Losing his Tour Card was a heavy blow. “Obviously, it wasn’t a good feeling,” Schindler admitted. “I was trying till the very last minute to make sure that I’m not going to lose my tour card. But yeah, sometimes you cannot avoid the unavoidable.”
Ahead of Q-School 2021, Schindler made a conscious decision to remove pressure from himself entirely. “I said to myself, honestly, when there was Q-School 2021, you will give it a try. And if it works, it works. If it doesn’t, it doesn’t,” he explained. “That’s how I really thought. That’s how I really went into this whole thing.”
That mindset proved pivotal, as Schindler not only regained his Tour Card but laid the foundations for the player he would soon become.
No “now or never”
Despite losing his professional status, Schindler never saw Q-School as a last chance. “I would have never cut out the possibility that you can go back into that,” he said. “I was relaxing myself, saying, if you can’t do it this year, maybe you can do it next year.”
Crucially, he avoided framing the situation as all-or-nothing. “I wasn’t pressurising myself that you have to do it now, because otherwise you won’t have any option,” he explained. “I would have found my way. I would have found any other option.”
Winning his Tour Card back proved decisive. “Like I said, I won it back — and still then, everything has happened.”
Schindler described the mental strain of 2020 in stark terms. “In the end of 2020, like I played, won one game, then lost — the whole day just felt horrible,” he recalled. Today, he says, he can cope with those situations far better.
At the time, however, his thoughts were spiralling. “My head was just running — running to Wolverhampton, running to Birmingham, running to London. So my thoughts were just going berserk.”

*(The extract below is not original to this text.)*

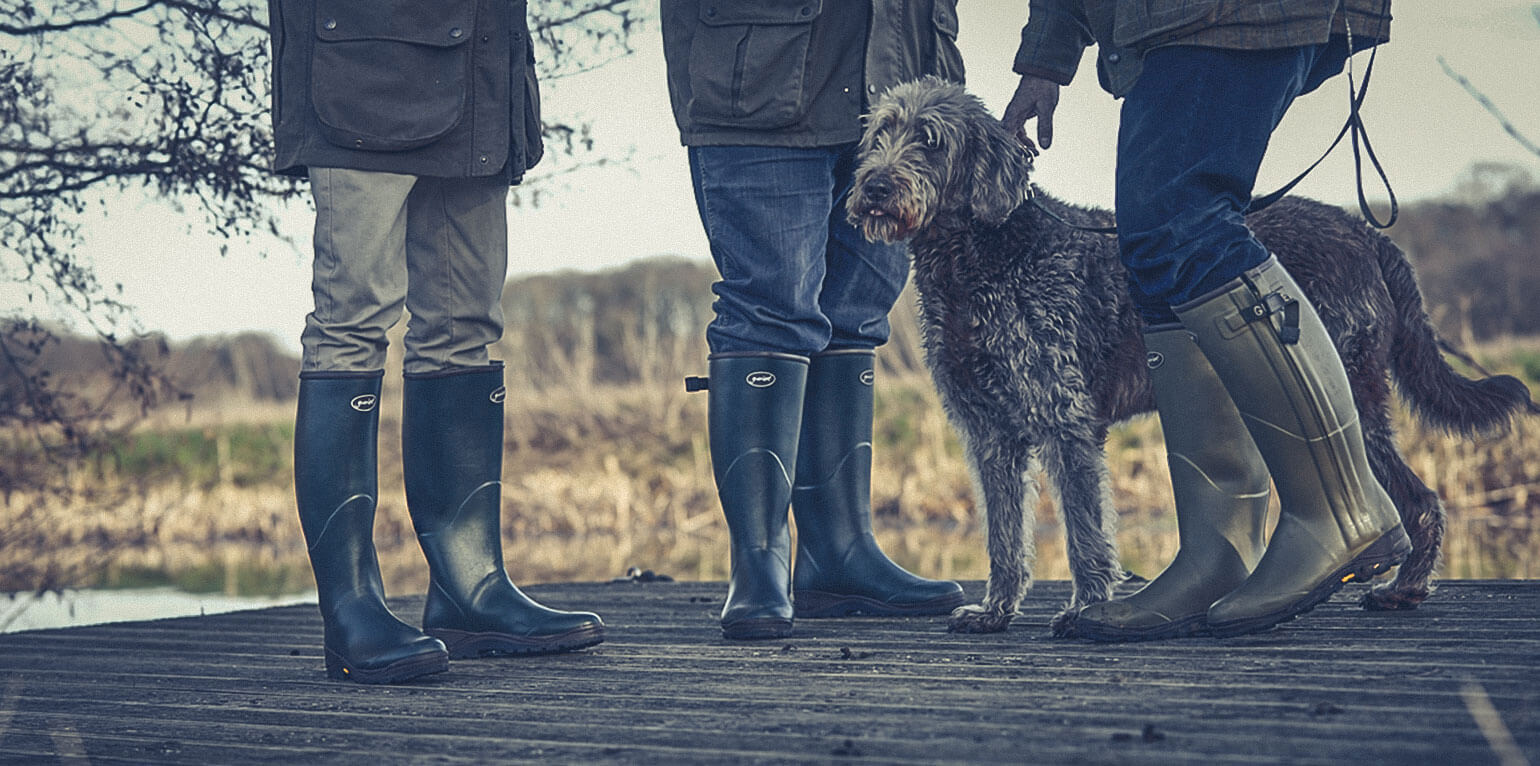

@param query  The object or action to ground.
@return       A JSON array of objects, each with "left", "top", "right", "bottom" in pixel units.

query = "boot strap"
[{"left": 1241, "top": 274, "right": 1300, "bottom": 345}]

Yet it was precisely during those moments that Schindler believes he grew the most. “These are the days, the moments, I think I’ve grown the most, because I was able to learn from them so much,” he said. “Because when you’re doubting yourself, this is where you find your own improvement. And I needed to learn even that.”
Martin Schindler discusses doubts, setbacks, and the turning point of his career on the “Tops & Tales” podcast
Tears in the car park
Schindler did not shy away from describing just how deeply that period affected him. “Honestly, even to the viewers, I don’t care — I was crying,” he revealed. “I was sitting in the car and I was crying because I wanted to do so much better in the end of 2020 or in the middle of 2020, but I couldn’t. I just couldn’t.”
One match in particular remains vivid in his memory — against Glen Durrant. “He wasn’t playing good. He was playing about 83. I couldn’t stand a chance. I didn’t even be there,” Schindler recalled.
Afterwards, the frustration spilled over. “I was at the parking lot outside and I was just sitting in the car, crying, because why couldn’t I play better?” But even that moment became part of his education. “Sometimes you cannot avoid these things and you need to fight through them.”
A matured professional
Looking back, Schindler sees Q-School 2021 as the true turning point. “If there was a tournament which changed things, it definitely was the Q-School of 2021, because I came back so good and I played so good,” he said. “And I proved myself — and that’s the most important.”
Now, four years on, the perspective has changed dramatically. “Definitely this Q-School has changed my life,” Schindler reflected. “So I’m really, really thankful that I’ve lost my tour card.”
Those experiences — the doubt, the tears, and the hard lessons — have shaped the player he is today. And perhaps that explains why Martin Schindler now sits comfortably among the world’s elite, not only as Germany’s number one, but as a top 16 player on the PDC circuit.